Again, right as the pandemic hit, we slowed down some development capital and some IT capital. And as we then having more confidence, we're basically restarting those plans on both the development side and the technology side. So back to original plan and back to the and thereabouts capital levels that we have talked about pre pandemic.
Speaker 3
Your next question comes from Jon Tower of Wells Fargo. Your line is open.
Speaker 9
Great. Thanks for taking the question. Just curious, what your largest competitor in The U. S. Moved to a different marketing tact in September.
And clearly, your results held up very well in the face of that what seemingly was a very strong promotion by that brand. But I'm curious to get your point of view on how perhaps that may have shifted your own thinking around marketing going forward, in in The US, whether that be through different channels than what you've done in the past, either social or or digital media or use of television media or perhaps even bringing other people, as celebrity spokesmen for the the brand itself?
Speaker 1
John, great question. I mean, we're we're we're focused on our playbook. I mean, we feel good about what we're doing around one more visit, one more dollar, what we're doing on the value side to keep news around four for four, what we're doing to renovate and innovate into our premium items. Our focus is really on quality as a differentiator and quality for the long term, making sure that folks understand our four for four platform is something that only Wendy's provides, making sure that our Made to Crave platform is something that only Wendy's provides. We'll sprinkle that in with some price point and promotions as appropriate.

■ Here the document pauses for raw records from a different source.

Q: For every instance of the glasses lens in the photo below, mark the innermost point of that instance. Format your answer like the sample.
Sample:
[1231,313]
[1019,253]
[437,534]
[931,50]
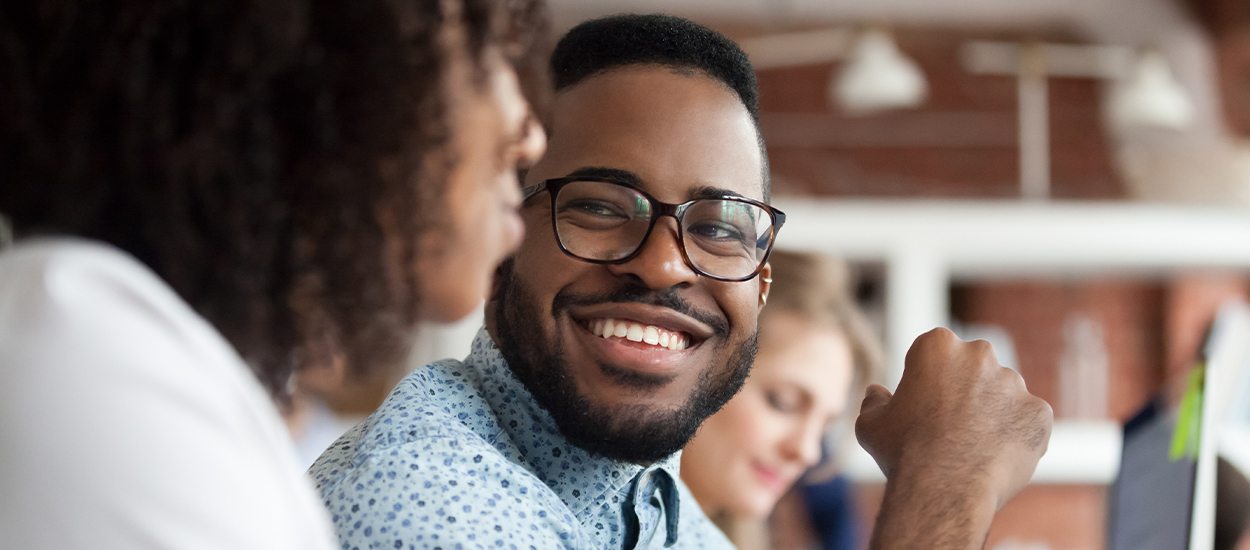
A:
[726,238]
[600,221]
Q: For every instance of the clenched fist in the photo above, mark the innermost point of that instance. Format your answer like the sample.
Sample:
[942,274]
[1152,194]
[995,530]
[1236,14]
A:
[959,438]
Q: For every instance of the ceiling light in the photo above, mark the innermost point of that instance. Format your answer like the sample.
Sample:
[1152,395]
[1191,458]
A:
[1150,96]
[878,76]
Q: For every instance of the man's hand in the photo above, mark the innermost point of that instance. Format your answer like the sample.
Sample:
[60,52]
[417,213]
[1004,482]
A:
[959,438]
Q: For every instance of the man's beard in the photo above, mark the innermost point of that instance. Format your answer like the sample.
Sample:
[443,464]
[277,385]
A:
[630,433]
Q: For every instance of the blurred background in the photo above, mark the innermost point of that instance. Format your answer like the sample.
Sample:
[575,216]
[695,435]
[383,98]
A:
[1053,176]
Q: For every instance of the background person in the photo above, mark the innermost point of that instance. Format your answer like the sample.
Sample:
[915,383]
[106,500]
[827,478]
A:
[816,355]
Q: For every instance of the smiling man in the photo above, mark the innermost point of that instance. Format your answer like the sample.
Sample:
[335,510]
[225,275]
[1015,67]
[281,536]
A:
[626,318]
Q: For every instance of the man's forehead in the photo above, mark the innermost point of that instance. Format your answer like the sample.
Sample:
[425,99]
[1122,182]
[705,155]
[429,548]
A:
[674,131]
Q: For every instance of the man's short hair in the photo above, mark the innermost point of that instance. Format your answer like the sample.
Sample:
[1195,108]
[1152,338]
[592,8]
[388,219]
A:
[618,41]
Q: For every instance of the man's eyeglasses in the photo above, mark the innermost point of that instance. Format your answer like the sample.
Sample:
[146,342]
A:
[604,221]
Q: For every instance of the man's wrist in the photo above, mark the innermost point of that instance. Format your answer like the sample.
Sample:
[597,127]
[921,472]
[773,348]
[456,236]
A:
[935,505]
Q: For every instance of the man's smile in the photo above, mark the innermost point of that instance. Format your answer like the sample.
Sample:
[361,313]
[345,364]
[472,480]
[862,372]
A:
[646,339]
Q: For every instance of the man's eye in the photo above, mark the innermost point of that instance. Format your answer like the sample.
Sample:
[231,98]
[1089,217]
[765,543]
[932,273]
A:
[595,208]
[716,230]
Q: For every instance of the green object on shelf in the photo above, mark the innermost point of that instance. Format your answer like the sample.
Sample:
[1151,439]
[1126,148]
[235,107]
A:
[1189,425]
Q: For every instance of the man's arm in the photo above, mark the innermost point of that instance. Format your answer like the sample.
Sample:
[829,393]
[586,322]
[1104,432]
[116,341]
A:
[958,440]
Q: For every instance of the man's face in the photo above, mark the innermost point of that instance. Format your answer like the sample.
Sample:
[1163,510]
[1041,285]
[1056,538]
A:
[680,136]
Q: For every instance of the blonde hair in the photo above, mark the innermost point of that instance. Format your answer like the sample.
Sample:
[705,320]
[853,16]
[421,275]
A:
[818,289]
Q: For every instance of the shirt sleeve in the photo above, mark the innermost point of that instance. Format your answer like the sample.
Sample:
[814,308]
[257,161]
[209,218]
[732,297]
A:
[125,423]
[443,493]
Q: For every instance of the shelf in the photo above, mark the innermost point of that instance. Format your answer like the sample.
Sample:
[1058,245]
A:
[926,244]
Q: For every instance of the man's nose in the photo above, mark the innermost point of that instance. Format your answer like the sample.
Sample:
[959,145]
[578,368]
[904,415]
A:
[660,264]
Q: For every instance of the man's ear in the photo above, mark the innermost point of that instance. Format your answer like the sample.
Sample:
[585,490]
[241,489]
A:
[765,283]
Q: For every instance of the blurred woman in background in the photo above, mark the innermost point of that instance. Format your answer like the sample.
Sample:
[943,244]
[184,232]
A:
[816,355]
[210,199]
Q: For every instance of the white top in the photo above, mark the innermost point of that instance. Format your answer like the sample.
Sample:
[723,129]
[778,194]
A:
[126,421]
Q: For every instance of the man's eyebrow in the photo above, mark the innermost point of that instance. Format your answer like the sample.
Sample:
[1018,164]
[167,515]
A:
[610,174]
[709,191]
[634,180]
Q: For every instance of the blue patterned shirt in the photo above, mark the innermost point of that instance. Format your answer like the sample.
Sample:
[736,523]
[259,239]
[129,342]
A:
[461,455]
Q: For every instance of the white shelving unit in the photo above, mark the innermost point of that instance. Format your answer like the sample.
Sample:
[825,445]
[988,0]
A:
[925,245]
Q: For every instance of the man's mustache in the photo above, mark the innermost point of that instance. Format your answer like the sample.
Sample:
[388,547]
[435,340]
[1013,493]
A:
[666,298]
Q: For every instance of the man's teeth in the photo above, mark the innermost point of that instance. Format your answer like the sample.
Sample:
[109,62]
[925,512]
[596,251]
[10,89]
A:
[638,331]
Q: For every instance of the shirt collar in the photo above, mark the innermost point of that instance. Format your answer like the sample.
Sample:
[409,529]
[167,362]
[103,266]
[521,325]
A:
[554,459]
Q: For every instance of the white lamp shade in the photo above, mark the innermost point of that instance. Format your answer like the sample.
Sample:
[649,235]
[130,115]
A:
[1150,96]
[878,76]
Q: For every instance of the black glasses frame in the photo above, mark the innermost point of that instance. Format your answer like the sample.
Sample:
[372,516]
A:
[661,209]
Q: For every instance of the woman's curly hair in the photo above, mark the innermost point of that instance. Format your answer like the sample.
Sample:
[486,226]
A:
[274,161]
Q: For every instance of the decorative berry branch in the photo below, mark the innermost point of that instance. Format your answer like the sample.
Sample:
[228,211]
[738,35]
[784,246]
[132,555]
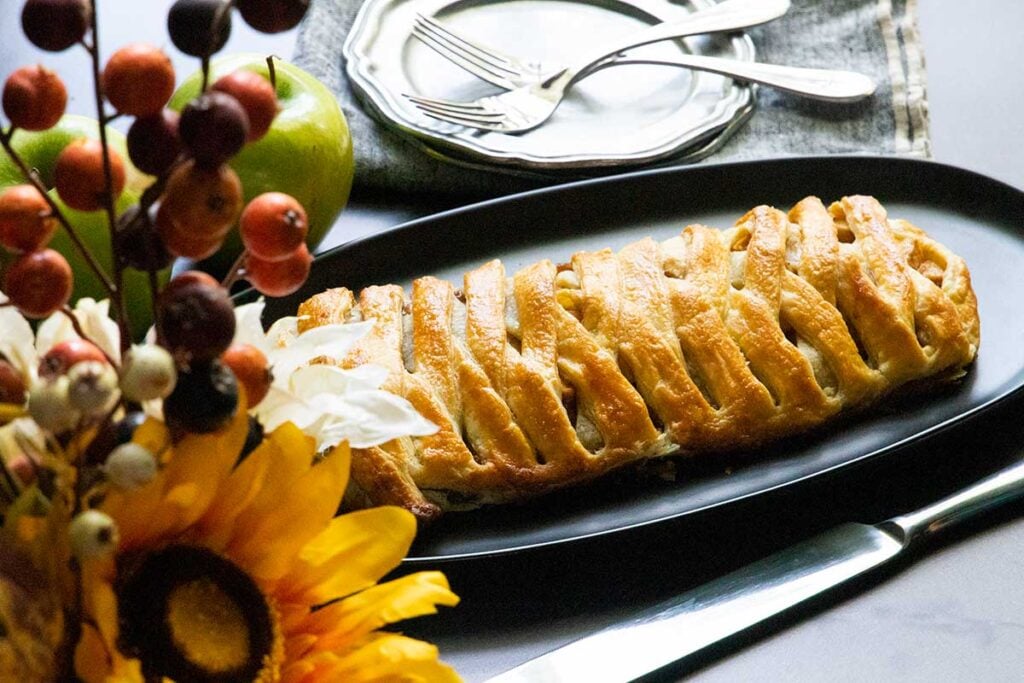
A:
[117,294]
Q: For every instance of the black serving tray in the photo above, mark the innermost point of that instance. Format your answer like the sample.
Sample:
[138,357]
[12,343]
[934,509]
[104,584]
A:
[976,216]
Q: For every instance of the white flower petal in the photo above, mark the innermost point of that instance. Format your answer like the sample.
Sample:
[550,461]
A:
[94,319]
[249,326]
[371,418]
[16,341]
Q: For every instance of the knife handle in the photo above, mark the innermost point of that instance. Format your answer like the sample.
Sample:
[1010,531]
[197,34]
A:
[985,495]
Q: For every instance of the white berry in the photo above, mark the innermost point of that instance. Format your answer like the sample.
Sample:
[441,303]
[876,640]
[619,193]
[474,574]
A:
[130,466]
[91,386]
[49,407]
[93,535]
[147,373]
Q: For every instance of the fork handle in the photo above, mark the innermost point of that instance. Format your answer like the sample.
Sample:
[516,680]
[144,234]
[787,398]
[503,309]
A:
[825,84]
[727,15]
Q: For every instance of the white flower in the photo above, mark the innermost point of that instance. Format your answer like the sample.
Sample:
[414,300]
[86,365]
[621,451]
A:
[326,401]
[24,349]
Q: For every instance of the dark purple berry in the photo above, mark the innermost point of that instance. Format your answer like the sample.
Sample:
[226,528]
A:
[272,15]
[154,142]
[112,435]
[204,399]
[213,128]
[55,25]
[138,242]
[197,321]
[199,28]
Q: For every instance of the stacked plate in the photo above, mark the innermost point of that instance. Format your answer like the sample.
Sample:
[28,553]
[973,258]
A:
[627,116]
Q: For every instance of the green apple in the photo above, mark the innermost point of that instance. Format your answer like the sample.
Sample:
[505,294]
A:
[40,151]
[307,153]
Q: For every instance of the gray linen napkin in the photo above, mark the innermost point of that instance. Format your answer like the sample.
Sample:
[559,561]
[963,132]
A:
[876,37]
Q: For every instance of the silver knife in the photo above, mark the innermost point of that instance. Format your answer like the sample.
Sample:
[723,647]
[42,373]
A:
[688,623]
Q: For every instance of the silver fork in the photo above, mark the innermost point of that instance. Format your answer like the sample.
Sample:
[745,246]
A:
[528,105]
[509,72]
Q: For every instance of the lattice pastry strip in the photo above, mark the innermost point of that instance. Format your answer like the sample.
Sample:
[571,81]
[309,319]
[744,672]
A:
[708,341]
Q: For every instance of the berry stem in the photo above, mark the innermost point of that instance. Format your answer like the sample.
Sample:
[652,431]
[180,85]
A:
[223,12]
[155,296]
[271,71]
[117,296]
[236,271]
[33,178]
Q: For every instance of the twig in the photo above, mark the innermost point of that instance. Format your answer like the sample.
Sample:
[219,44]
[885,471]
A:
[223,13]
[32,178]
[112,218]
[271,71]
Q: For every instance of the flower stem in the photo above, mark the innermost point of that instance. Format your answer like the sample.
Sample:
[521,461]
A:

But we do think we got a nice playbook that really focuses all day around quality initiatives at breakfast and at dinner. And it gets all complemented by the work that we're doing to continue to up our game operationally to create more consistent experiences, to continue to drive speed at the drive thru, to make our digital initiatives even more frictionless. So we feel good about our game. Others can play their game, but ours is really around building our brand for the long run. Thank you, John.
That was the last question of the call. Thank you, Todd and GP, and thank you, everyone, for participating this morning. We look forward to speaking with you again on our fourth quarter call in early March. Have a great day, everyone. You may now disconnect.